Performance and Compiler Tweaks
The package stack got some serious love. Python now uses extended PGO, which should make Python-heavy workloads feel noticeably snappier. On the compiler side, they've added a patch for generic x86 branch misprediction tuning. If you're compiling code on a modern CPU, GCC will now account for branch misprediction costs more accurately.
We also see pacman gaining network isolation for scriptlets and hooks by default—a security win you probably didn't know you needed until now.
Next, the regression in Phoronix Benchmarks with OpenBLAS on high core-count CPUs is finally squashed. proton-cachyos has been renamed to proton-cachyos-native to align with the "native" naming convention.
Desktop, Installer, and Hardware
For desktop variety, there's a new Hyprland option with the Noctalia shell, complete with a preview video so you aren't guessing what you're installing. paru has been yanked from the installer; the project now pushes Shelly (GUI or CLI) as the go-to AUR helper.
MangoWM is moving to SDDM, and GNOME System Monitor has been swapped for a tool just called "Resources." If you're running audio, you'll get realtime-privileges added to that package group now. Live sessions also get better keyboard layout detection.
The CachyOS-Welcome app now supports DNS over QUIC via blocky, with custom endpoints if you're that way inclined. They've added a dedicated Troubleshooting page, Ptyxis terminal support, and localizations for Azerbaijani and Greek. Existing translations in Italian, German, French, Japanese, and Bulgarian were refreshed. They also fixed a crash where saved settings couldn't be read—settings now reset to defaults instead of blowing up.
chwd, the hardware detection tool, now resolves driver conflicts on multi-GPU systems where cards need incompatible driver branches. It'll install the best common driver or fall back to the primary GPU. There's also a 32-bit Vulkan driver for virtual machines now.
In cachyos-settings, they applied 15-second startup and 10-second shutdown timeouts to user services. This is the fix for the 90-second shutdown delays that have been plaguing the distro when services refuse to quit. The installer itself saw maintenance: it handles keyboard layout ordering correctly now, copies the right pacman config, and finally cleans up leftover /etc/calamares directories. The redundant Limine post-install step is gone. Selecting "Install Apps" in Welcome no longer crashes if cachyos-pi isn't there; the button just hides itself.

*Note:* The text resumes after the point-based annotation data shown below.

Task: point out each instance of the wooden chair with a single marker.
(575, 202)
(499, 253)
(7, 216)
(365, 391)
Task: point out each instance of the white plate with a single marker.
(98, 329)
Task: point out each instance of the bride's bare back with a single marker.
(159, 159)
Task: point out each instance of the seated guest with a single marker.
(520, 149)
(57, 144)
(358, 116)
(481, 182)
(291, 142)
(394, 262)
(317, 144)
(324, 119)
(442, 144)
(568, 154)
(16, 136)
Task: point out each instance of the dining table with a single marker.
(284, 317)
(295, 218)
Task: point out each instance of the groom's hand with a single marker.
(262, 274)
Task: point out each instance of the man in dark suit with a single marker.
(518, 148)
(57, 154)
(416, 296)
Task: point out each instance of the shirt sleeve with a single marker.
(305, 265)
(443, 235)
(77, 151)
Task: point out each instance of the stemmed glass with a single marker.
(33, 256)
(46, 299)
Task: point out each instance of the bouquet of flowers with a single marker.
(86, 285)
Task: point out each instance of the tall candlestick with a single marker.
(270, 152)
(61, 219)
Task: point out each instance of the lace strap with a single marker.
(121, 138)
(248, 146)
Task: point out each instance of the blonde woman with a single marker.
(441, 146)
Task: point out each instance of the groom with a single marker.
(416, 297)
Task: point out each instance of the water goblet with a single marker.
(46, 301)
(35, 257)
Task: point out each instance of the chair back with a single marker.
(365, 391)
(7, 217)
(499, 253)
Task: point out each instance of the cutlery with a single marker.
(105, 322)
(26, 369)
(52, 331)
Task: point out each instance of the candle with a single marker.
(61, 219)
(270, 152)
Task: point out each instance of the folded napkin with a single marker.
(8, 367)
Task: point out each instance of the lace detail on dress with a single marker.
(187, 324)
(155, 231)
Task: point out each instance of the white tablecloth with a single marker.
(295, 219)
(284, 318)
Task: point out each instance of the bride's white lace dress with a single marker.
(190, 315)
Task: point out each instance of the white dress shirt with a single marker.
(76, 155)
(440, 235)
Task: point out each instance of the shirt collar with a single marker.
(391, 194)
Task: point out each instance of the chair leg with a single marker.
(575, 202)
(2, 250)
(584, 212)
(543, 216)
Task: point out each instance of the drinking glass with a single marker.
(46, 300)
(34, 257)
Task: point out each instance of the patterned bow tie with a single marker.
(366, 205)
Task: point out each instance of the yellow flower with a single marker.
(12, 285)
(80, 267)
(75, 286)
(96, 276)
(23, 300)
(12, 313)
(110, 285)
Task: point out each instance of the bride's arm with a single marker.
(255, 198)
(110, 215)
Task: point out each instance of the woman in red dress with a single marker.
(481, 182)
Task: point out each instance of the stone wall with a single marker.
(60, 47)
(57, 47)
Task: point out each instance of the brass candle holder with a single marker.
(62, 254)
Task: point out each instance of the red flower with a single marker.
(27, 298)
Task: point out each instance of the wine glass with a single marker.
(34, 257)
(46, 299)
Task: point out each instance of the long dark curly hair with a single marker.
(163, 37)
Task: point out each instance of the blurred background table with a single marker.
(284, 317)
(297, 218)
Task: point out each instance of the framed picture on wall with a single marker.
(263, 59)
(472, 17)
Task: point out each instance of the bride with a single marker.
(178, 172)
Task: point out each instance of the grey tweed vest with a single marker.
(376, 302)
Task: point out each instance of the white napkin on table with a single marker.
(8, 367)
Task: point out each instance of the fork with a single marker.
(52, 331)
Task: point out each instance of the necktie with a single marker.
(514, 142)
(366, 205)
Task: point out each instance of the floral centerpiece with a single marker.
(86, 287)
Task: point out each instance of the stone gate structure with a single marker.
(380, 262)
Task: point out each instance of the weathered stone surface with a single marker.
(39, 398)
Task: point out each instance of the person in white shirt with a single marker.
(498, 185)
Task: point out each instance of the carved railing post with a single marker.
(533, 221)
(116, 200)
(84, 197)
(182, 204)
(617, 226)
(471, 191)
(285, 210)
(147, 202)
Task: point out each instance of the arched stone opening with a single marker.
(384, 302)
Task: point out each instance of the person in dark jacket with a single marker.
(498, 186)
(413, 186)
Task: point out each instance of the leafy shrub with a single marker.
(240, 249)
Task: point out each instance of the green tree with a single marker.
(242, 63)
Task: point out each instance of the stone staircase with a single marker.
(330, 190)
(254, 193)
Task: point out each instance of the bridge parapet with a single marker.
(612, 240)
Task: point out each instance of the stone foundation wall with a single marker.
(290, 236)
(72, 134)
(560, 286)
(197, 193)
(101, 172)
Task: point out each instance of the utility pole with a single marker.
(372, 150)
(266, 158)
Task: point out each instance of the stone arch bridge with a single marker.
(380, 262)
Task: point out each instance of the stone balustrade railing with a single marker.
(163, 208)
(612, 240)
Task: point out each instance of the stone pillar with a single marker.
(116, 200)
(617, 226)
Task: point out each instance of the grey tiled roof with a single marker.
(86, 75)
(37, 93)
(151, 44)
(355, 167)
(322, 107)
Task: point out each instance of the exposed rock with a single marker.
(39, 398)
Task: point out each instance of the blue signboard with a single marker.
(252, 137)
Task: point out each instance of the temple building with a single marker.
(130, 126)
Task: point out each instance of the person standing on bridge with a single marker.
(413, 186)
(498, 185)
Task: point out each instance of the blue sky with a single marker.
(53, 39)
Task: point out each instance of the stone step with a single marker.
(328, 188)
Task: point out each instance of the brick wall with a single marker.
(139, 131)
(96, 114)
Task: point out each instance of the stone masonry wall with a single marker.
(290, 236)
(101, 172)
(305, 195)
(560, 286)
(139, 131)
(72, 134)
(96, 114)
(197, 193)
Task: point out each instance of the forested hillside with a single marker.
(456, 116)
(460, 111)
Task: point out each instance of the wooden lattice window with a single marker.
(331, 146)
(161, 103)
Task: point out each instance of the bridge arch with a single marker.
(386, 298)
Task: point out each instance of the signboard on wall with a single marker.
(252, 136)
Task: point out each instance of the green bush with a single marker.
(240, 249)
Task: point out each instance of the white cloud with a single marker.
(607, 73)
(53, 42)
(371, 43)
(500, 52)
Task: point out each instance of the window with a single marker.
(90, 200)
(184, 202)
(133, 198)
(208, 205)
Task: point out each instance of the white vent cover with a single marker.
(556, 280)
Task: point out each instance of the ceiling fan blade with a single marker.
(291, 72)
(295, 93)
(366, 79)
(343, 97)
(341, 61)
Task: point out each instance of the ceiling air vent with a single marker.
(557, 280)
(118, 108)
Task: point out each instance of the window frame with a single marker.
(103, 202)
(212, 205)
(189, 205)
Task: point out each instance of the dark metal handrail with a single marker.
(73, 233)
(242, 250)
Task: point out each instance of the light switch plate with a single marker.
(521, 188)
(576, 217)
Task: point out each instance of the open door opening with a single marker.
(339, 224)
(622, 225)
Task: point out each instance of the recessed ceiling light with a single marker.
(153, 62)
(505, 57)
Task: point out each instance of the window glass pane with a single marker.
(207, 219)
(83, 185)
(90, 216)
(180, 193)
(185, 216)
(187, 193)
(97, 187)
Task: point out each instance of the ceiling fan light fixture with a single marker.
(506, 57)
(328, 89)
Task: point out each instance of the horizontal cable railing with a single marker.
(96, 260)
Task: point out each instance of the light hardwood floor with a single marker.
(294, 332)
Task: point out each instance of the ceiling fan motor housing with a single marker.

The removal of paru is a statement. Shelly is solid, but it signals a shift in how the project wants users to interact with the AUR. The 90-second shutdown fix is the kind of quality-of-life patch that makes a distro feel polished. And the GCC branch prediction tuning? That's pure CachyOS. You're not just getting Arch with a skin; you're getting Arch with the compiler whispering in the CPU's ear.
No manual changes needed for existing users. Just run the usual update:
sudo pacman -Syu
You can grab the Desktop Edition ISO from the official download page.